Omdat de Berner Conventie het verbiedt om auteursrecht pas te verlenen als een of andere formaliteit is vervuld, is het onmogelijk om een verplicht register op te bouwen waar alle werken in terecht moeten komen. (En nee, die Berner Conventie gaat voorlopig nog niet weg want hij zit verankerd in diverse internationale handelsverdragen.)
Binnen deze beperking zijn allerlei creatieve oplossingen bedacht, die Sterenborg overzichtelijk op een rijtje zet en toetst aan acht criteria om hun haalbaarheid te bepalen. Alle juridische constructies die ik ken, plus een aantal nieuwe, krijgen uitgebreid de aandacht. De praktische oplossingen neigen meestal naar collectieve vertegenwoordiging, zodat gebruikers zich bij een centraal loket kunnen melden om de gebruiksvoorwaarden en vergoeding te kunnen regelen. Zo’n loket kan opereren op vrijwillige basis, bijvoorbeeld zoals stichting Foto Anoniem die gebruikers in staat stelt de rechten bij foto’s van onbekende fotografen af te kopen tegen een gepaste vergoeding. De stichting vrijwaart dan de gebruiker van claims mocht de fotograaf toch opduiken.
Controversieel is de optie om zo’n afkoopsysteem verplicht te stellen. Dat zou namelijk betekenen dat in feite iedere auteur, fotograaf of muzikant lid moet worden van de betreffende organisatie (of zelfs overheidsinstantie). Daar is tot nog toe slechts in bepaalde landen een organisatie voor (in West-Europa), in het merendeel van de landen is dit het geheel niet georganiseerd. Bovendien gaat daarmee in feite het gehele auteursrecht op de kop.
Ook zijn wettelijke oplossingen voorgesteld. In de VS overweegt men het begrip fair use uit te breiden of vast te leggen dat niet meer dan “reasonable compensation” kan worden verlangd van een inbreukmaker die zijn best gedaan heeft de auteur te zoeken en daarbij een “qualifying search in good faith” heeft uitgevoerd. Naar Europees recht (civil law) ligt een specifieke wettelijke uitzondering voor orphan works meer voor de hand. Maar die voorstellen stuiten op veel weerstand en zullen niet snel wereldwijd worden doorgevoerd. Zoals Sterenborg al zegt, “Als er al wetgeving komt, wordt deze volop belobbyd door de georganiseerde industrieën die een lang en alomvattend auteursrecht voorstaan.”

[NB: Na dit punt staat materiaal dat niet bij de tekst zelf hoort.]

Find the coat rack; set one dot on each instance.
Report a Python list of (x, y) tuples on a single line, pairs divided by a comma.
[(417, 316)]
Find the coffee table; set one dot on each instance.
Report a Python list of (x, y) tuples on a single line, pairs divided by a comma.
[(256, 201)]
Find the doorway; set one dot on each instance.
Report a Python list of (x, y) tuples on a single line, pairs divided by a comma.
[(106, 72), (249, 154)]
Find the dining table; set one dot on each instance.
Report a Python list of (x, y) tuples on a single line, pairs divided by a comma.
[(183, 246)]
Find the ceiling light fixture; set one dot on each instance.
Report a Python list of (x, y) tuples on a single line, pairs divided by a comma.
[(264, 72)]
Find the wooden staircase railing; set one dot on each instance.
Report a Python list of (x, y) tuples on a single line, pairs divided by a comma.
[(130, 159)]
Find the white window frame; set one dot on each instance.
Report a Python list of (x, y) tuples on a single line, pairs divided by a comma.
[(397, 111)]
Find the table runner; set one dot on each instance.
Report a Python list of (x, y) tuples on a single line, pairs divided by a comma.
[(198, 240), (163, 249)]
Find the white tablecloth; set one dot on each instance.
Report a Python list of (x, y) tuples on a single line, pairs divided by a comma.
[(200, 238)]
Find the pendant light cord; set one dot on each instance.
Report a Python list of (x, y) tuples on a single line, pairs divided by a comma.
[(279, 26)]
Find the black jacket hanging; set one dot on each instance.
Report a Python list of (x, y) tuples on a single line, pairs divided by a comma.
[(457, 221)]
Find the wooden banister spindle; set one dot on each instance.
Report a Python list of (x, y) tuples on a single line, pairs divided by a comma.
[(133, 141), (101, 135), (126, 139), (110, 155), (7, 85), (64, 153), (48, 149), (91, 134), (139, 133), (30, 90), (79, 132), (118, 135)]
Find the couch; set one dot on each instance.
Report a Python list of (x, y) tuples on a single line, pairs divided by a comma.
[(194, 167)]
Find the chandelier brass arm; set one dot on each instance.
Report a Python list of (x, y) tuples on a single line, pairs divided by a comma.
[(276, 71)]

Volgens Sterenborg is er geen internationaal wettelijke oplossing op korte termijn te verwachten. In de praktijk lijkt er echter consensus te ontstaan over een open norm die de “diligent search” centraal stelt. Open, omdat wat die search precies inhoudt, nader ingevuld moet worden. Als deze norm voldoende steun in de praktijk krijgt, kan zij doorwerken in de wet. In de VS kan dat via haar open norm van fair use. In Europa zal daar nadere wetgeving voor nodig zijn.
Een ietwat onbevredigende oplossing, omdat er veel onzekerheid zal blijven bestaan. Maar iets beters is er niet binnen het systeem van de huidige auteurswet.